Unfortunately, while the method of estimating the GMRM by maximum likelihood with the ECM algorithm is computationally fast, it does not lend well to such a constraint because the resulting optimization step of β is no longer a linear optimization problem, but a linear programming problem. We found that the simplest solution of attempting to find starting values which result in the algorithm converging to a local model where the quadratic trend is estimated reasonably could be extremely difficult and impossible in some images, with no universally good method for finding starting values being easily attainable.

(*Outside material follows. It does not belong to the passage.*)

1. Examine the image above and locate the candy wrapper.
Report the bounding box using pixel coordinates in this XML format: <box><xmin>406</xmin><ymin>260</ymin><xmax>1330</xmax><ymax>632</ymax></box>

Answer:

A natural, and perhaps more intuitive, solution is to formulate the GMRMs in a Bayesian framework, and impose appropriate constraints on trend coefficients through appropriate priors, with the caveat that only near real-time analysis may be attainable with a Bayesian model.
In Chapter 5 we extend upon our current methodology by implementing linearly con-strained Gaussian mixture of regression models under the Bayesian framework to address some of these challenges. This methodology allows for robust estimation of the quadratic trend, “automatic” selection of the number of components regardless of the amount of Li present within an image, and additional measures of uncertainty about proportion of growth estimates and probabilistic assignment of Li labelings to pixels.